Ferkel made some that bright October night – he went on to an embarrassingly easy victory in the 50-lap feature and picked up $2,800 from the $20,000 purse. Not by coincidence, Bubby Jones, another privateer entrant from Danville, Ill., finished second while using the radical rubber.
“The tires are fantastic because they develop a ‘crown’ when the centrifugal force builds up in a spinning tire,” explains the 33-year-old driver. “You get greater traction on a damp dirt surface since the tires have a tendency to dig in.”
“You learn to adopt these innovations as they come along. If you don't, you may end up in a breadline pretty fast.”
Ferkel is in no immediate danger of that. Last year, Ferkel - hardly a household name in American racing when compared to A.J. Foyt – still managed to gross in the neighborhood of $85,000 racing on the so-called “pirate” or “bandit” super sprint car circuit and took home close to $35,000 after expenses.
He refuses to run events sanctioned by organizations such as the United States Auto Club (USAC) because “it's not economically feasible.”
“USAC normally schedules only one or two events per week for base purses of $1,000 to $1,500. Heck, in our peak months, I may run six races in seven days for purses between $750 and $1,000, so the potential for a greater monetary return is there.”
“I've got a wife (Pat) and a daughter (Felicia, 14) to support. I enjoy what I do, but to me it's a livelihood as well as a sport.”
Ferkel is one of a growing number of “racing gypsies” who tour the East, Midwest and Southwest from March until October, stopping at such exotic way stations as Williams Grove, Pa., Knoxville, Iowa, and Hinsdale, Ill. He and his chief mechanic, Jim Darley, log anywhere from 70,000 to 80,000 miles each season with their Chevy camper and 8-foot trailer rig.
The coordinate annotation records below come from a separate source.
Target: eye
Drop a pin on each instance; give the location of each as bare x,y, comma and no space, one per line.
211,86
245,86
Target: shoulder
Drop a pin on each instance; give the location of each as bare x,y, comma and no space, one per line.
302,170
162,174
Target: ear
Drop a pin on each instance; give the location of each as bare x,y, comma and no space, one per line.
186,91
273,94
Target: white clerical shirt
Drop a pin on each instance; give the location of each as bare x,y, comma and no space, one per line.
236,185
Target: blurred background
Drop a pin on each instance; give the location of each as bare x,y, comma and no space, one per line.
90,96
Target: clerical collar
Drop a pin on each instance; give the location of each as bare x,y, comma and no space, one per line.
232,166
The rig serves as a mini-speed shop on wheels.
“We have a spare engine, a spare frame, a rear axle, new brakes, shock, absorbers, and radius rods - virtually everything to put the car back together.
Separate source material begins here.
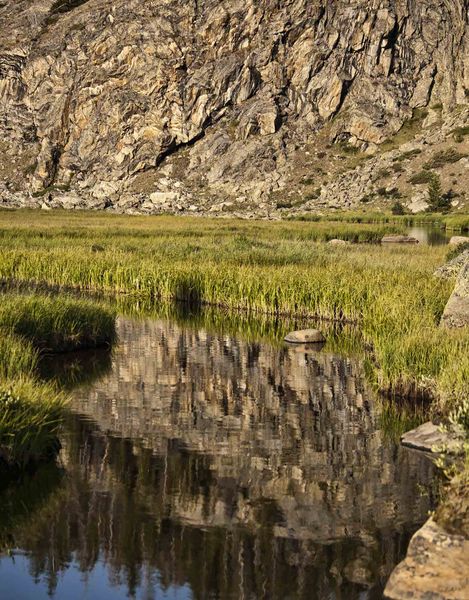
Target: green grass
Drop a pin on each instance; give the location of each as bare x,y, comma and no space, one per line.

We can't afford to go running back home every time we bend the car a little. Last year, we wrote off (totaled) the car and had to go home, but that's a rare exception.”
So far, Ferkel has spent the last three years in his unusual pilgrimage across the United Stales and he figures the “pluses” outweigh the “minuses”.
“I tell you one thing, I've seen it all - the dirty one-horse towns, the sleazy hotels, the horrible food and the constant pressure to do well,” he says. "But there are the good times.”
“It's hard to believe, but practically every town in the Midwest with a population over 1,000 has a race track. Some of them are real weed patches and you swear Davy Crockett carved his initials on the retaining wall, they're that old.”
“There have been times when I look up from the pits to the grandstands one hour before the race and it's empty. Ten minutes before the trophy dash, the stands are full. The people seem to come out of the hills like magic.”
Ferkel believes sprint car fans in the Midwest are the most rabid and woe be the intruder who beats the hometown hero.
“I know I've been the bad guy on some occasions. They don't like it when they have a local ‘hot shot’ and you use his car for traction in a turn: It's kind of hard for them to idolize Superman one minute and then all of a sudden find out he's Minnie Mouse the next minute.”